The Death on the High Seas Act was passed by Congress in 1920 as a way for families to receive damages for seamen killed in international waters. The initial law limited damages to spouses, children and dependent family members of the deceased seaman. The act has been amended over the years and now encompasses spouses, children, parents and dependent family members.
Certain criteria must be met in order for family members to receive compensation. First, evidence must be present to indicate that a wrongful death is a direct result from negligence. Next, the maritime accident must occur 3 or more miles beyond United States shores. This includes shores of any United States state, territory, dependency or the District of Columbia.

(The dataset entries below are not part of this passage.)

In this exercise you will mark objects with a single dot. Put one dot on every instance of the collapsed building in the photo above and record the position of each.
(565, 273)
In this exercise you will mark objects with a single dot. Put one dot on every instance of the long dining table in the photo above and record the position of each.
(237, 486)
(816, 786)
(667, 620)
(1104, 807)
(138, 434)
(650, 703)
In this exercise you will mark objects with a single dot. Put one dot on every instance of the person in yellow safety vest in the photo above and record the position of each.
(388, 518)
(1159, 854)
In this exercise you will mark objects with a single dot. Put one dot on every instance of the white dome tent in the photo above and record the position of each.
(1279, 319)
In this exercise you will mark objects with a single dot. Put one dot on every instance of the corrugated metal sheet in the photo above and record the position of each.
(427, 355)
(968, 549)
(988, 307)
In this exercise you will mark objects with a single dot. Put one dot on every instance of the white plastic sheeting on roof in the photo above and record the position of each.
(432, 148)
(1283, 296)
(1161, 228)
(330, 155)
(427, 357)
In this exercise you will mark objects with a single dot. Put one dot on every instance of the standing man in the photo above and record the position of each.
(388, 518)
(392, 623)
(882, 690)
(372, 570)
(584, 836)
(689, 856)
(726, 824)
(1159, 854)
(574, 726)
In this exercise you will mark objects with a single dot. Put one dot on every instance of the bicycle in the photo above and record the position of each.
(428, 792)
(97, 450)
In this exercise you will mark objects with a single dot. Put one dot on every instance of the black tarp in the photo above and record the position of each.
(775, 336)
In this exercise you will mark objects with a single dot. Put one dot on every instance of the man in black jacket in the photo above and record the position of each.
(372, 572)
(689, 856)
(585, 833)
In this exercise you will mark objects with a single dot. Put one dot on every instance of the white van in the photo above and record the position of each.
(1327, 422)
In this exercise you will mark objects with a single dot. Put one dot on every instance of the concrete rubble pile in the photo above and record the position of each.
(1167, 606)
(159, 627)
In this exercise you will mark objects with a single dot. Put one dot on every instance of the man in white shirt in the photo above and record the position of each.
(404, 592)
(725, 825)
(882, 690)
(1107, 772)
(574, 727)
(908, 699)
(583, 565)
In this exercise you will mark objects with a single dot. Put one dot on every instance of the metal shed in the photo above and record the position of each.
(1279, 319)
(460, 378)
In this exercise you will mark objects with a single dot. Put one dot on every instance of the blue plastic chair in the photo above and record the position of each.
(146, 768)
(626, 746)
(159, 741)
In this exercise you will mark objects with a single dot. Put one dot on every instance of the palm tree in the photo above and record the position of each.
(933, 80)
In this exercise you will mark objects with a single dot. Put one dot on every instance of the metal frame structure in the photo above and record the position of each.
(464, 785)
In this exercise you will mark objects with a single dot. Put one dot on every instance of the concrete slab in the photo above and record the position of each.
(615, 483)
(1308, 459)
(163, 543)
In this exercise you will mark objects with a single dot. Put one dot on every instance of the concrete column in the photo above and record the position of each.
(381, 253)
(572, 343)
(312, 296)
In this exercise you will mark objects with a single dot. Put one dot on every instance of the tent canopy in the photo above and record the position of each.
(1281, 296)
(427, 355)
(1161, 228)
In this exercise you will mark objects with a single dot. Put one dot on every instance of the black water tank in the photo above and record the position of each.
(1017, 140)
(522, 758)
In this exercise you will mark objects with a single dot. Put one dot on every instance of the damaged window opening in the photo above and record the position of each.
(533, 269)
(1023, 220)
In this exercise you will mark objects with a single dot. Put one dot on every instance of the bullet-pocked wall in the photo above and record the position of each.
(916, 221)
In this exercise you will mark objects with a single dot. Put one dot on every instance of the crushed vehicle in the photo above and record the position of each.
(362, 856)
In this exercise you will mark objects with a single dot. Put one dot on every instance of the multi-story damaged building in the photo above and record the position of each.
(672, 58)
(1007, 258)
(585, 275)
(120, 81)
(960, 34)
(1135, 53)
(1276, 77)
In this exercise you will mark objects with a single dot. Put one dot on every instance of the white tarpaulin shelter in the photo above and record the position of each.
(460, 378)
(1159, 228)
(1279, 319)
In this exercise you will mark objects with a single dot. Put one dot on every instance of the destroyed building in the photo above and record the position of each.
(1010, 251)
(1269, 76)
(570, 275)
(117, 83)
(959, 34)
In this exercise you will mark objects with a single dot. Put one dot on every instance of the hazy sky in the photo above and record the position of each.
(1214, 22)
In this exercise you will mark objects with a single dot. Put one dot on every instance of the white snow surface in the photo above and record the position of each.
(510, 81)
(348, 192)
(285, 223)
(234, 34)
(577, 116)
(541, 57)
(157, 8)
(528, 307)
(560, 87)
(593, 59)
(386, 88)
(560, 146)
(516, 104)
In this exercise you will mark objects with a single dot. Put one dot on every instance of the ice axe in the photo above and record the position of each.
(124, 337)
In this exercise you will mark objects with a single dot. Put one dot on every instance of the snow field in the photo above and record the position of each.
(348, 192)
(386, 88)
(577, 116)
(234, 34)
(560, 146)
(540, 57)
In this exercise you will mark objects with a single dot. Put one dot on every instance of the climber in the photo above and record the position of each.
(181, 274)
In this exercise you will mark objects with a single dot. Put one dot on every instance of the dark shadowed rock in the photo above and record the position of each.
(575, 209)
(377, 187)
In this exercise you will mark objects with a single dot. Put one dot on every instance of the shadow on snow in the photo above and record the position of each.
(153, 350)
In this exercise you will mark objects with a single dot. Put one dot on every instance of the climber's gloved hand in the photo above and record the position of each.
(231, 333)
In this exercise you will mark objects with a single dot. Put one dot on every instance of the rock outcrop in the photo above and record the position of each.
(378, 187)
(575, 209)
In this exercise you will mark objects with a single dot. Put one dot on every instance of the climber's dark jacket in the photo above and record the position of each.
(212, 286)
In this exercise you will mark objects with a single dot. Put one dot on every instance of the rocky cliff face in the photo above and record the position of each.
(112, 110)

The act includes any maritime accident that results in wrongful death, such as vessel sinking, cruise-ship accidents or recreational vehicle accidents. Damages are limited to pecuniary damages. Survivors are not eligible for damages associated with loss of love and affection or loss of society.
The Death on the High Seas Act has also been amended to cover deaths that result from airline accidents occurring over open water that lies beyond a 12 nautical mile territorial limit of US coast lines. Legal cases are filed against the liable person, vessel or corporation responsible for the resulting death.
Maritime law offers protection for seamen, sailors, passengers, and merchant marines. There are many laws that are similar to the Death on the High Seas Act, such as the Jones Act and the Long Shore and Harbor Workers’ Compensation Act. These acts can cause confusion among people who are not well-versed in maritime law.
As a result, many relatives find it helpful to seek the services of a lawyer with extensive knowledge of maritime law. These professionals are often invaluable to family members seeking compensation for the loss of a loved one on the high seas.